The U.S. Office of the Comptroller of the Currency offered one answer recently, announcing its intention to grant national bank charters to fintech companies. The OCC action would allow companies that gain charters to operate nationwide. Equally significant, it would result in state-level preemption. Chartered fintech companies could be free of capital requirements imposed by states, for instance, as well as state consumer protection laws such as those prohibiting usury, capping interest rates, and outlawing payday loans.
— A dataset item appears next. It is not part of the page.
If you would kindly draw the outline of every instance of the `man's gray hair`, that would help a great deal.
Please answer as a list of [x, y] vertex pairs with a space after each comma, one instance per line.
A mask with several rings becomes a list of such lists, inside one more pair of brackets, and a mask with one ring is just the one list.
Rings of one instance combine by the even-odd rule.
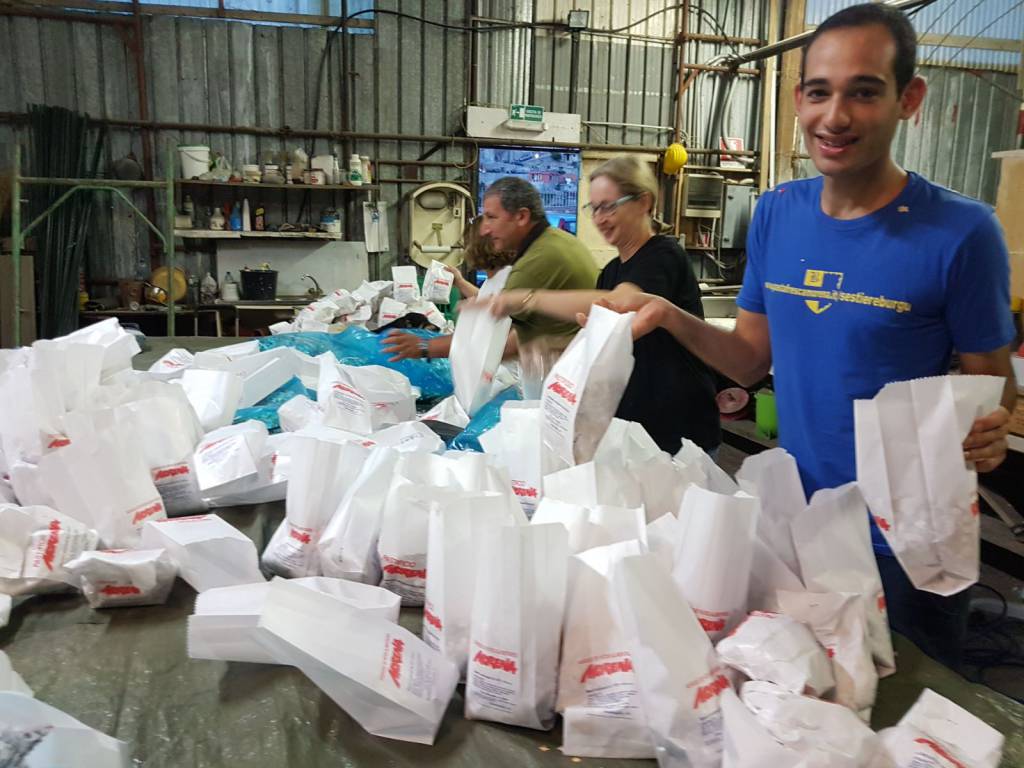
[[517, 213], [520, 208], [530, 212], [530, 221], [545, 221], [544, 203], [540, 199], [540, 192], [526, 179], [516, 176], [503, 176], [491, 184], [485, 191], [484, 197], [497, 197], [501, 201], [501, 207], [509, 213]]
That has not gone over well in New York. The state’s Department of Financial Services reacted swiftly to the OCC action, filing a lawsuit to invalidate the OCC’s decision to issue national charters. The essence of New York’s argument is that the OCC, in attempting to regulate financial institutions that don’t accept deposits, is exceeding its authority under the National Bank Act. The OCC’s action, the complaint says, “would upend almost one and a half centuries of established federal banking law and displace a nation of 50 state financial regulators that annually supervise hundreds of billions of dollars in non-bank transactions.”

Turf battles among regulators are nothing new, and it is no surprise that New York, which has a history of regulating global financial institutions, is not eager to cede its authority over fintech firms. And it may not be too late for the state to take back ground. With the comment period for the national charter having closed in April, the regulatory proceedings are inching ever-closer to being finalized. But in its lawsuit, DFS articulates a coherent legal argument, backed by its public policy interest in enforcing its anti-usury laws and other consumer protections. The validity of those state policy interests have been recognized by the Second Circuit in Madden v. Midland Funding (2d Cir. 2015), which denied preemptive effect to the National Bank Act against class claims under New York’s usury law. Given that DFS’s suit must be taken seriously, the effectiveness of OCC’s decision in New York may remain in limbo as long as the case and any appeals are pending. In the meantime, investors may prefer deals in which loans to NY borrowers are excluded — at least until this particular turf war is settled.

The content of this article is intended to provide a general guide to the subject matter. Specialist advice should be sought about your specific circumstances.